One day Brexit will be behind us - although politicians are still arguing over where to find the exit - but the legacy of Parliament's current nervous breakdown is likely to persist. That may involve a radical shake-up of a broadly two-party system that has persisted until now.
Although the UK prides itself on being among the world's oldest democracies - one whose model has been widely adopted elsewhere - the British never bothered with the kind of written constitution they were so keen to impose on their previous colonial subjects.
Hence the perception, in the political meltdown over Brexit, that the 650-member House of Commons is making up the rules as it goes along.
MPs frequently quote from Erskine May, a book drawn up by a clerk of the House in the mid-19th century which is regarded as being the Bible of constitutional precedent, but are quite happy to create new precedents when it suits them.
The emotional intensity of the Brexit debate has meanwhile exacerbated the in-built conflictive nature of British parliamentary proceedings.
In the House of Commons, rival politicians confront each other across the chamber, rather than in the more inclusive semi-circle of their continental counterparts. It is no coincidence that the distance between the two benches, of government and opposition, is just more than two swords' length.
By the bizarre conventions of the House, members are permitted to abuse their rivals in the harshest terms as long as they do not commit the cardinal sin of referring to them by name rather than by the name of the constituency that elected them.

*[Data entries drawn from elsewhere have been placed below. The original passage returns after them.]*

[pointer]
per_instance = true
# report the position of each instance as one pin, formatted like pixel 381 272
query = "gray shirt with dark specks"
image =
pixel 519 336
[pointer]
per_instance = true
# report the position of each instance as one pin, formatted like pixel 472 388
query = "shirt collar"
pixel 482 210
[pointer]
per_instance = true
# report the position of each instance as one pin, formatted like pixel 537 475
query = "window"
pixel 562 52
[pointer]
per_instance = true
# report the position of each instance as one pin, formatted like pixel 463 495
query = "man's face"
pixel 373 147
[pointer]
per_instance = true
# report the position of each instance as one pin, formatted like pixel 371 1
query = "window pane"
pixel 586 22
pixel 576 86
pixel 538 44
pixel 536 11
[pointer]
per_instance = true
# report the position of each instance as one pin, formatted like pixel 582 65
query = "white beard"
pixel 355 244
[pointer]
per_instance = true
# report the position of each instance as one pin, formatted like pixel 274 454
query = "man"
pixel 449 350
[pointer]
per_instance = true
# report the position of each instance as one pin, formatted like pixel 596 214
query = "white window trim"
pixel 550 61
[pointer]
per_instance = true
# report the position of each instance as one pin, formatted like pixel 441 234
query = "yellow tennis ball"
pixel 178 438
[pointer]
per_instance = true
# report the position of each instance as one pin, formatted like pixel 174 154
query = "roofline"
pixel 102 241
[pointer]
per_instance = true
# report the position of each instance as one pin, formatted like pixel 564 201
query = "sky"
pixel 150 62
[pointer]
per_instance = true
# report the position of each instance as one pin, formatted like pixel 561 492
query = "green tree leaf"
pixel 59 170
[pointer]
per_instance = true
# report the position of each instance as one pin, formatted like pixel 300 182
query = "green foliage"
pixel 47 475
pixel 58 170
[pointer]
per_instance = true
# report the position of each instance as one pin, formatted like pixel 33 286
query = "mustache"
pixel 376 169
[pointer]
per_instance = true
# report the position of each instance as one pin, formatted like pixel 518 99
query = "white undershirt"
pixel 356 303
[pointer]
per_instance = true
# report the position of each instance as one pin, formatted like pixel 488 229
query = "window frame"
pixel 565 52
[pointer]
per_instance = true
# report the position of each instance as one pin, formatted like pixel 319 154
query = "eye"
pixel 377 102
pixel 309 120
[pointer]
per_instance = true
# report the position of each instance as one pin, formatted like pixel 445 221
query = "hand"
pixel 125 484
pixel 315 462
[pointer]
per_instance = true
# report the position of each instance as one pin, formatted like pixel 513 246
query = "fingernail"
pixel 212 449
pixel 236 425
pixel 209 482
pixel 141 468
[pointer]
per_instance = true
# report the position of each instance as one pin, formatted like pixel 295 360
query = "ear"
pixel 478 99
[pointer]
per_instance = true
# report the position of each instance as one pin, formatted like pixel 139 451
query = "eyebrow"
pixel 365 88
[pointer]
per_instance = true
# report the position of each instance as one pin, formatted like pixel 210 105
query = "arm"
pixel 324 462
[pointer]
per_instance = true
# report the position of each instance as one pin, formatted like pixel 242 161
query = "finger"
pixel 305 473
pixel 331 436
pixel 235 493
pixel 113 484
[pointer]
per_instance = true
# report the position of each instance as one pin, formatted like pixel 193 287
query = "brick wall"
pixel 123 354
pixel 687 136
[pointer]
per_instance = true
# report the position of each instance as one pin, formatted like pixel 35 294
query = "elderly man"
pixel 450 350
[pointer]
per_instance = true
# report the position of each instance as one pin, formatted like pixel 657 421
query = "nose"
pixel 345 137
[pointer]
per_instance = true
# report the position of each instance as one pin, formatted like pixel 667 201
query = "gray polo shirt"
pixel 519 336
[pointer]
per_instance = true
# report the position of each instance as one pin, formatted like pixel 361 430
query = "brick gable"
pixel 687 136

In more normal times, the raucous and conflictive traditions of the House do not much matter. But what is normally a showplace of political theater, somewhat admired by bemused foreign observers, has transformed into political circus.
For most of the post-World War II era, the UK has been governed by one or other of two main parties: the broadly left-of-center Labour Party and the broadly right-of-center Conservative Party.
Those elected commit to supporting the agreed election manifesto of their party, even when they might not individually subscribe to every element of it.
The issue of EU membership, however, has proved so divisive that it has smashed that spirit of consensus within the rival parties. Splits over Brexit have particularly affected the Conservatives, although serious divisions are also apparent among the Labour opposition.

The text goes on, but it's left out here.